Even if you’re uncomfortable, it’s important to push through and make an effort to break the ice with your pre-business peers. Those classmates will be good connections to have and resources to tap if you miss a class and need notes or don’t want to attend a networking event alone.
Here are five ways to break the ice with new pre-business classmates.
1. Show Interest
If there are already people sitting down in the classroom when you walk in, rather than finding a seat or picking a desk or table with nobody around, choose to sit next to someone already seated. This way, you can start to break the ice by asking them if anyone is sitting next to them. Once you’ve gotten the all-clear to sit down by them, introduce yourself and show you’re interested in not just sitting by them, but actually getting to know them.

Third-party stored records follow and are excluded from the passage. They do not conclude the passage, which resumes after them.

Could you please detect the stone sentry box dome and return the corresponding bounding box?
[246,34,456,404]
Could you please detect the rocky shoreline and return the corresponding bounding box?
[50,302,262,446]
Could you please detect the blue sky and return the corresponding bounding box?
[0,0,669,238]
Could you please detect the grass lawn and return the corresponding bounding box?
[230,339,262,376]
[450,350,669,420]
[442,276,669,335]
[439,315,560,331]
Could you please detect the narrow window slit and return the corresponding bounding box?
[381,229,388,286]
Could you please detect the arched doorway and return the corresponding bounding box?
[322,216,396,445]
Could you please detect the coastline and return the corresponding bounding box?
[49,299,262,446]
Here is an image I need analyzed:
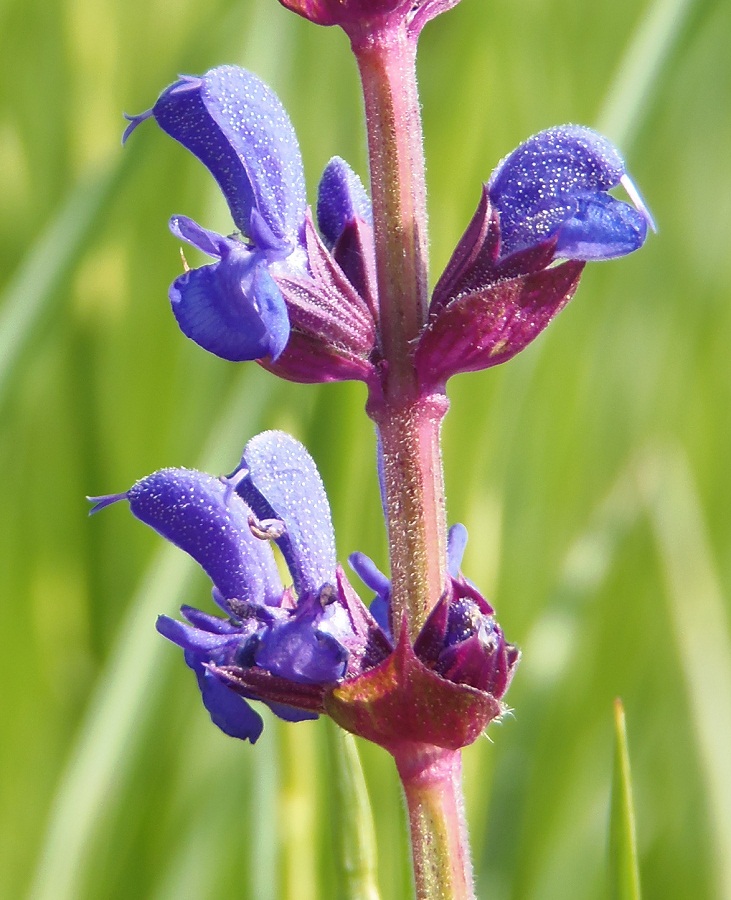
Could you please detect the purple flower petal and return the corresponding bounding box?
[127,469,282,605]
[488,125,651,260]
[125,66,306,249]
[196,666,264,744]
[555,194,648,260]
[317,156,373,249]
[170,236,289,362]
[236,431,336,598]
[256,616,348,684]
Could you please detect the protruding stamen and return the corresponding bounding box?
[619,175,657,232]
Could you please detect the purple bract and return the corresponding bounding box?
[92,431,518,747]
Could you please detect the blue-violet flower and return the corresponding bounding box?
[123,66,377,381]
[415,125,654,387]
[91,431,518,749]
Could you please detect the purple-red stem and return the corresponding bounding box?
[351,22,474,900]
[352,22,447,640]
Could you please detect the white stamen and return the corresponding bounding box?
[619,175,657,231]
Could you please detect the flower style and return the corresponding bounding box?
[123,66,376,381]
[92,431,517,748]
[415,125,655,386]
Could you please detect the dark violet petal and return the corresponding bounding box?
[152,66,306,243]
[155,610,246,661]
[196,668,264,744]
[488,125,644,259]
[368,594,392,639]
[86,491,127,516]
[169,216,230,259]
[556,194,648,260]
[348,548,392,597]
[180,604,243,635]
[127,469,282,605]
[447,522,467,578]
[236,431,336,596]
[256,615,348,684]
[170,241,289,362]
[317,156,373,248]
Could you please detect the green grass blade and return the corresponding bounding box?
[609,699,640,900]
[597,0,694,149]
[0,153,130,403]
[30,370,277,900]
[327,720,380,900]
[639,449,731,897]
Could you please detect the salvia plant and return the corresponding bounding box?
[93,0,652,898]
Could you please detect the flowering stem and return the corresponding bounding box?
[351,23,447,639]
[396,745,475,900]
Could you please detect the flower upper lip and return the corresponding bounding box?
[123,66,376,381]
[487,125,654,260]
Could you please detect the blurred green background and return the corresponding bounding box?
[0,0,731,900]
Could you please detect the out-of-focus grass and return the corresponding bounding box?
[0,0,731,900]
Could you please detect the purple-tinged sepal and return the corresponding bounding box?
[415,125,654,389]
[261,213,377,383]
[279,0,459,41]
[325,525,520,759]
[325,627,503,756]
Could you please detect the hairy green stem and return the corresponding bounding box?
[396,746,475,900]
[353,24,447,639]
[352,23,474,900]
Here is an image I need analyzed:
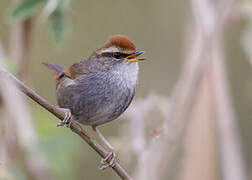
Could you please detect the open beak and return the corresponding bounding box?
[124,51,145,62]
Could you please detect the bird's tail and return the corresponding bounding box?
[42,62,65,79]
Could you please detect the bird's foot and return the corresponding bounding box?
[98,150,116,170]
[57,108,72,128]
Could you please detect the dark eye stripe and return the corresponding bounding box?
[102,52,128,59]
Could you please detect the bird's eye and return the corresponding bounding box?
[113,52,122,59]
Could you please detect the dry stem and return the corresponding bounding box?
[0,69,132,180]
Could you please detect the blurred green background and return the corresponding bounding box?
[0,0,252,179]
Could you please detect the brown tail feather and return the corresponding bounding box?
[42,62,65,75]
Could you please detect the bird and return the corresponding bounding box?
[43,34,145,169]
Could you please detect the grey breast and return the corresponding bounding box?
[56,69,136,125]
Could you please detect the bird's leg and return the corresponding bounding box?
[92,126,116,170]
[57,108,72,128]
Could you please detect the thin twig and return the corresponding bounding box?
[0,69,132,180]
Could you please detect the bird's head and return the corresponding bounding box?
[91,35,144,64]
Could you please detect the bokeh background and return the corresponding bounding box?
[0,0,252,180]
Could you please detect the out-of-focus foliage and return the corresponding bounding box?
[241,2,252,63]
[11,0,47,20]
[11,0,70,44]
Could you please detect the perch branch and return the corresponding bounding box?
[0,69,132,180]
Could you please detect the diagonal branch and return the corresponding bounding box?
[0,69,132,180]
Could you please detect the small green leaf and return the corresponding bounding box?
[49,7,67,44]
[11,0,47,19]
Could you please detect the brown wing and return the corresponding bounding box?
[63,61,89,79]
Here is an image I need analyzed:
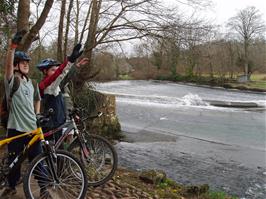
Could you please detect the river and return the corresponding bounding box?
[95,81,266,198]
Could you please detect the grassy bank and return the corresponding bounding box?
[109,168,237,199]
[157,74,266,92]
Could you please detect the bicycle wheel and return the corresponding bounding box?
[68,132,118,187]
[23,150,88,199]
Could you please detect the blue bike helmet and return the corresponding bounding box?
[14,51,31,65]
[36,58,60,70]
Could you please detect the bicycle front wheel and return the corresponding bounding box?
[23,150,87,199]
[68,132,118,187]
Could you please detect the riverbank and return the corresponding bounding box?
[6,168,234,199]
[157,75,266,93]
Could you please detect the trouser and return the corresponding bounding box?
[7,129,42,188]
[42,127,64,149]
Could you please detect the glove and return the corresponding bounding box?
[11,30,27,48]
[68,44,83,63]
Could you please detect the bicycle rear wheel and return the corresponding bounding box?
[23,150,87,199]
[68,132,118,187]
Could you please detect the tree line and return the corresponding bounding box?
[0,0,266,84]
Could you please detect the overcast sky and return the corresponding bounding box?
[210,0,266,24]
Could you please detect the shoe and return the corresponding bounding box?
[40,188,53,199]
[0,187,17,199]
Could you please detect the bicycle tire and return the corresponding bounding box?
[68,132,118,187]
[23,150,88,199]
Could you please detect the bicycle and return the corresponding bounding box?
[0,118,88,199]
[44,108,118,187]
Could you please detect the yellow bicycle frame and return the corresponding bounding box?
[0,127,44,149]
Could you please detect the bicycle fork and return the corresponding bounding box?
[44,141,60,184]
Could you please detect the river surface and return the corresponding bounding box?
[95,81,266,199]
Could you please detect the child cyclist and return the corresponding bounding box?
[37,44,87,147]
[0,31,47,199]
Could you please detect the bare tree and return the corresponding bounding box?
[227,6,266,80]
[17,0,54,51]
[57,0,66,61]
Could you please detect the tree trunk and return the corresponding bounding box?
[17,0,30,31]
[244,39,249,80]
[57,0,66,62]
[74,0,80,45]
[75,0,102,88]
[64,0,73,57]
[18,0,54,51]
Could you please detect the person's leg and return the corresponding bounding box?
[28,142,51,198]
[0,129,24,199]
[8,129,24,189]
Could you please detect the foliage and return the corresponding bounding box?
[203,191,237,199]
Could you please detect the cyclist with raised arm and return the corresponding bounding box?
[37,44,85,145]
[0,31,45,199]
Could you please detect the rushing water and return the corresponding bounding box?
[95,81,266,198]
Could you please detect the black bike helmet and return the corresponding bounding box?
[14,51,31,65]
[36,58,60,71]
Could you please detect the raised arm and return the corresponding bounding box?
[39,44,83,91]
[5,30,27,81]
[5,40,16,81]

Showing interest and making that first gesture will make the other person feel special since you chose to sit next to them and want to be more than just seatmates. To really establish your interest, continue sitting in the same spot by the same person each class so you’ll have the opportunity to build on your initial acquaintanceship throughout the semester.
2. Ask Questions
Once you’ve established some interest, the next step to continue to break the ice is to start asking questions. Don’t interrogate or interview the person, but ask a question or two to get the conversation started and keep asking questions to prolong the conversation. Ask the person you’re speaking to some basic conversation starters, such as where they’re from, their year in school, and their major.
Once you’ve got those questions out of the way, go a little deeper and ask why they’re taking the course, what got them interested in business, where they live on or off campus, and what other classes they’re taking or have taken for their major. To move the conversation away from school-related topics, you can ask if they watched a recent sports game or attended a school sporting event, if they’ve been watching a certain TV show, or about some other subject that’s been in the news.

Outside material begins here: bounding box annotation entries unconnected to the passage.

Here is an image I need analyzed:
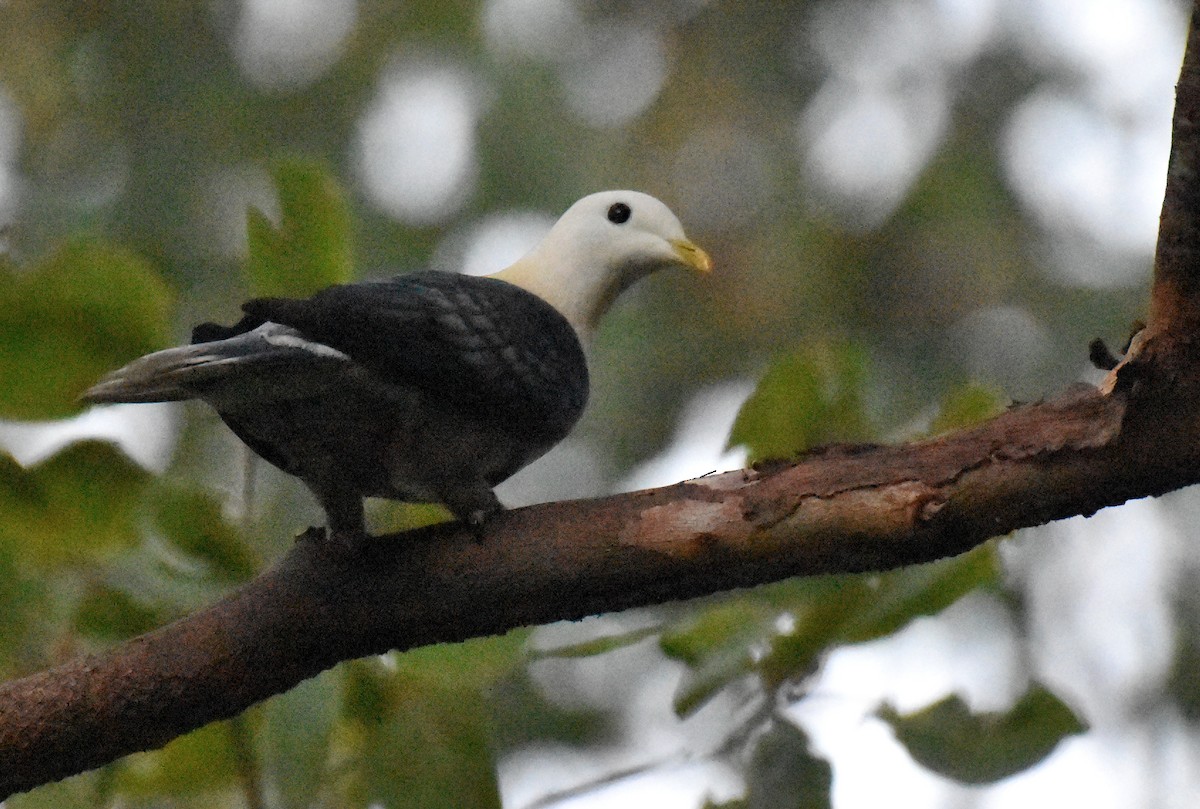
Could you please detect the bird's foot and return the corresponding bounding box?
[295,526,371,557]
[443,483,504,541]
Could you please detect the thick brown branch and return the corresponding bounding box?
[7,374,1200,795]
[1147,3,1200,338]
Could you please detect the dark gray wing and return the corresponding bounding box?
[214,271,588,439]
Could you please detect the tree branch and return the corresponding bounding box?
[7,0,1200,796]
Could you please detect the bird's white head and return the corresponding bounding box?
[493,191,712,344]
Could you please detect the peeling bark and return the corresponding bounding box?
[7,0,1200,796]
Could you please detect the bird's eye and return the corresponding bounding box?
[608,203,634,224]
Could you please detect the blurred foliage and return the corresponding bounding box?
[0,239,170,419]
[246,160,354,298]
[880,685,1087,784]
[0,0,1171,809]
[730,343,871,463]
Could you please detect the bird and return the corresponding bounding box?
[82,191,712,544]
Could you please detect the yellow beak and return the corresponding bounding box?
[671,239,713,274]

Asking these questions, and others, will help you to break the ice and make the person you’re talking to feel as if you’re genuinely interested in getting to know them.
3. Find Common Ground
Part of the reasoning behind asking questions is to help you start to find commonalities between you and your classmate. Establishing common ground serves as a foundation upon which to build your relationship, and it’s much easier to do so when you have things in common.

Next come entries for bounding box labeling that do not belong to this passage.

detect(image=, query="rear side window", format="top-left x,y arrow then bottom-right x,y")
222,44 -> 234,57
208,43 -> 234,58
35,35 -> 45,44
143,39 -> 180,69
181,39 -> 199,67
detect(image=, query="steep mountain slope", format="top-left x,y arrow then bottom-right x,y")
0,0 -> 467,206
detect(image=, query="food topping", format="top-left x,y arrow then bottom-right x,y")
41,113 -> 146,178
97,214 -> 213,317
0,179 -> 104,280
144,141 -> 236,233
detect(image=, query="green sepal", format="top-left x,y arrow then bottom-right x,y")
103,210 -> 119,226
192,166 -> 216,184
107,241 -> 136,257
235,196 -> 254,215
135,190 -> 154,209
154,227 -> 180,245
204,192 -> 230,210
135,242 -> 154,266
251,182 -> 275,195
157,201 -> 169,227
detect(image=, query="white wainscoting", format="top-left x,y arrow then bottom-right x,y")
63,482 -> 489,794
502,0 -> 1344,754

Right off the bat, you’re both pre-business and in the same class, but uncovering other similarities is important to take your relationship to the next level. By asking questions and getting to know the other person, you’ll be able to figure out what interests you have in common and start to move beyond acquaintanceship.
4. Give A Compliment
Perhaps the easiest way to break the ice initially is to compliment the person you’re hoping to talk to. When you compliment someone, you start the conversation with something you like about them, making them feel good about themselves and that much more interested in talking to you.
You can compliment anything from their backpack to their outfit to the screensaver or cover on their laptop, etc. Don’t just say “I like your [insert item here]” though; take it a step further and ask a question about it like where they got it, etc., depending on what you’re complimenting.
By giving a compliment and following it up with a question, you’ve already started to break the ice and pave the way for you to ask more questions and start to get to know your classmate.
5. Comment on the Class
When you enter the classroom, if there’s multiple people already seated, it may be awkward to just pick one person to sit next to and start a conversation with. You don’t want to alienate other classmates in your pursuit of getting to know someone so rather than just breaking the ice with one person, make an attempt to break the ice in general.
When you sit down, comment on the class and direct it to the room at large. You can make a comment about the homework or reading for the course, the professor, or what you’ve heard about the class. This way, you leave your conversation-starter open to response from everyone in the classroom and break the ice for everybody in there.
Use these five methods to break the ice with your pre-business classmates — you may feel awkward or be anxious about putting yourself out there, but once the ice is broken, you’ll feel like the room got warmer.